Excellence In Family Law

Child custody laws in West Virginia

On Behalf of | Oct 24, 2022 | Child Custody

When divorce, legal separation or annulment involves children, the decisions involved can be some of the most complex and emotional to make. Many times, parents can work together to devise a parenting plan on their own. However, if they are unable to do so, the West Virginia family court will make custody determinations based on what is in the best interest of the child.

Best Interests of Child Protection Act of 2022

A new bill that the senate recently passed requires judges in West Virginia family courts to presume that equal custodial allocation is in the child’s best interest before looking into other unique factors that might change their decision. This law is meant to equalize the playing field for mothers and fathers during child custody determinations.

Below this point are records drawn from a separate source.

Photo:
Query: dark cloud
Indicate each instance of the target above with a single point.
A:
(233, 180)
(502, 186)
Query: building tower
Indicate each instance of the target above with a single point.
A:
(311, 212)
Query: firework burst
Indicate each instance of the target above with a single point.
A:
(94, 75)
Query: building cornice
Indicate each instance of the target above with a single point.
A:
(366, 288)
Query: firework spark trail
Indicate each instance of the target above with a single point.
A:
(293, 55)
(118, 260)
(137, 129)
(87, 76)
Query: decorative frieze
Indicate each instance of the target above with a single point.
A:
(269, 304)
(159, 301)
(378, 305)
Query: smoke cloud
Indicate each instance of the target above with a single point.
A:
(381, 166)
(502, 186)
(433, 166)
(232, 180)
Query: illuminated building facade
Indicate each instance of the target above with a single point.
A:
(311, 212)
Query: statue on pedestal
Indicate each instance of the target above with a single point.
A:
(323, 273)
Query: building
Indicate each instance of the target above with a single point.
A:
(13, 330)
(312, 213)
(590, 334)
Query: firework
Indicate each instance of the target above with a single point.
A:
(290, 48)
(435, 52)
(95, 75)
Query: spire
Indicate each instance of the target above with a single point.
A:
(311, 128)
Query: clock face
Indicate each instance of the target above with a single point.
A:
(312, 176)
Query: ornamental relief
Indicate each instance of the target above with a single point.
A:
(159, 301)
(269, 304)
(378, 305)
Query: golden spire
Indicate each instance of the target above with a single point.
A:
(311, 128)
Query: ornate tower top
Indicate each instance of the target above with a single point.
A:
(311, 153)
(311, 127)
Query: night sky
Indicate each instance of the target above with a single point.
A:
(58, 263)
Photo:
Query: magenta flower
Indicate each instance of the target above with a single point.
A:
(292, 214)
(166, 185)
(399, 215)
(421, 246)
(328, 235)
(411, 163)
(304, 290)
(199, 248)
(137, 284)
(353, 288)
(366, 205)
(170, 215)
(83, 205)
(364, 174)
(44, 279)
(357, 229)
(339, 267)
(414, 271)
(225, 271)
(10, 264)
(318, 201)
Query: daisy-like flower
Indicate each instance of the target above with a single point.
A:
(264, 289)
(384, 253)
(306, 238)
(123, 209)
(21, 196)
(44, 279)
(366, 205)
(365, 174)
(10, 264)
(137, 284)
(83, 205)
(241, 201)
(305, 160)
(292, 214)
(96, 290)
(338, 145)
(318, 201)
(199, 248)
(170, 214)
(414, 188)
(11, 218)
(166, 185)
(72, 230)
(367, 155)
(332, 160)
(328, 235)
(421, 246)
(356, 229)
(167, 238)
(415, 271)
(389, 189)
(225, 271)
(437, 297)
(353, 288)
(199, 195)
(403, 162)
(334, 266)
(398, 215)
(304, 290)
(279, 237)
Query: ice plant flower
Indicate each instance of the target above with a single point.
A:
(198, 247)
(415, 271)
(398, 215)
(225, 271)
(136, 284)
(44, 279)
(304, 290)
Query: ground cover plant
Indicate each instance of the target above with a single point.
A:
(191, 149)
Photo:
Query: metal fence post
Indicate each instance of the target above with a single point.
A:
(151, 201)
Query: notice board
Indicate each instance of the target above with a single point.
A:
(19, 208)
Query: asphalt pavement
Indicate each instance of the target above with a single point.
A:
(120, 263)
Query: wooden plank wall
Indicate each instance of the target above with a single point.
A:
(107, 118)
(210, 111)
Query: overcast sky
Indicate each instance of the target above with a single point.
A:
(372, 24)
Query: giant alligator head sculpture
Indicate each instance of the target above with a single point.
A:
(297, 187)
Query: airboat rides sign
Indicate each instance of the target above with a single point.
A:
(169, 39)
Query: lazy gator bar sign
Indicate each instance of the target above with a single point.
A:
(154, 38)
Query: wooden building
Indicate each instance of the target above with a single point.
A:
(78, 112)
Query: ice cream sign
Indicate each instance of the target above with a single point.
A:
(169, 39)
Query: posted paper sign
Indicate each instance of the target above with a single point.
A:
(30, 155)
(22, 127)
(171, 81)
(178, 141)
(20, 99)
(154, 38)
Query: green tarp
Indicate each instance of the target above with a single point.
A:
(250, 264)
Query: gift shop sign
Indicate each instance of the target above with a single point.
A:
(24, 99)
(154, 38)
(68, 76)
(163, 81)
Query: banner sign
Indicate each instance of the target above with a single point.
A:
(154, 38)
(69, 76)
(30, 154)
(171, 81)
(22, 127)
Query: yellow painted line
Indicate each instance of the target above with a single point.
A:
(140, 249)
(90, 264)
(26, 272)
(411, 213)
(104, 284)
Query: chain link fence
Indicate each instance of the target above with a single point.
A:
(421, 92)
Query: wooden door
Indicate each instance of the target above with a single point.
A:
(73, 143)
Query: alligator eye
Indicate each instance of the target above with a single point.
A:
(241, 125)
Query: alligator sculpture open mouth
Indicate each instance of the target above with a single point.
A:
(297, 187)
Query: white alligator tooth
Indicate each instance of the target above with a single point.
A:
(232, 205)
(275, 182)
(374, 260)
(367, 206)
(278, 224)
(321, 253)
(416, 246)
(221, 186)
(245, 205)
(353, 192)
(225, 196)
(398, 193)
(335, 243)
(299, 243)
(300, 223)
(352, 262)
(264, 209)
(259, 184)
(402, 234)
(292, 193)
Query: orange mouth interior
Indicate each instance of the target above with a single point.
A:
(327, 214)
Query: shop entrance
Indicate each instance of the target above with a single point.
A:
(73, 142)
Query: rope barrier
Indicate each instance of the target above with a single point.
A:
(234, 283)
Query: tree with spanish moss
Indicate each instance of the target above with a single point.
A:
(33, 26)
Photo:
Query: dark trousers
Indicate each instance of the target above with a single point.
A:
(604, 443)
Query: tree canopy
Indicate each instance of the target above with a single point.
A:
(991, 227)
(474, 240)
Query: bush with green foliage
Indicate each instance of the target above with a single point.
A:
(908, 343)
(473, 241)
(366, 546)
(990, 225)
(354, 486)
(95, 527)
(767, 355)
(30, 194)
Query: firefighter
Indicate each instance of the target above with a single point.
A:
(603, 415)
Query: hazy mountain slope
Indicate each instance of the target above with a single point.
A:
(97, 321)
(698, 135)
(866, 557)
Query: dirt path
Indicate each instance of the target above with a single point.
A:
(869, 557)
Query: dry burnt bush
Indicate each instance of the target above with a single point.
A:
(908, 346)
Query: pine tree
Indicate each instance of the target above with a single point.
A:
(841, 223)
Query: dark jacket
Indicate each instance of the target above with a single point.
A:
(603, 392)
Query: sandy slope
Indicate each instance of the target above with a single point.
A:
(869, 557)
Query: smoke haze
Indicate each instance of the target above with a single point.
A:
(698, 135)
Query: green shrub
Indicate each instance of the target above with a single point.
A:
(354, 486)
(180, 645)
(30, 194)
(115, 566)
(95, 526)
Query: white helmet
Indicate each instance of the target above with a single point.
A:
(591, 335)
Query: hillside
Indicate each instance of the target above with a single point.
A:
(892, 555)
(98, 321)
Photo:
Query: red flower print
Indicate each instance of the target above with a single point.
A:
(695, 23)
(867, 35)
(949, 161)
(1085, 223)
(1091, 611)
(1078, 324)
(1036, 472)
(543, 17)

Other factors that the court might consider include:

  • The wishes of the child’s parents
  • The wishes of the child if the judge deems them old enough to have a reasonable preference
  • The interaction and relationship of the child with their parents, siblings and any other significant people in their lives
  • Which parent is more likely to allow frequent and continuing contact between the child and the noncustodial parent

If the judge deems one parent unfit or a danger to their child, they may award sole custody to the other parent. In these instances, the court will look at factors such as whether the parent has a history of:

  • Abuse or violence
  • Substance abuse problems
  • Mental health conditions
  • Criminal behavior

There’s an option to change or modify the child custody order if either parent has experienced a significant change in their circumstances. For instance, if one parent gets a new job that requires them to relocate, remarries or goes to prison. Just as with the original order, the court will evaluate how this change affects the best interests of the child.

If either parent fails to adhere to the terms of the child custody order, the other parent can file a contempt of court action. This is a formal legal process in which the court can order the noncompliant parent to take specific actions or face penalties, such as fines or jail time. In some cases, the court may modify the custody arrangement if one parent consistently violates the terms of the agreement.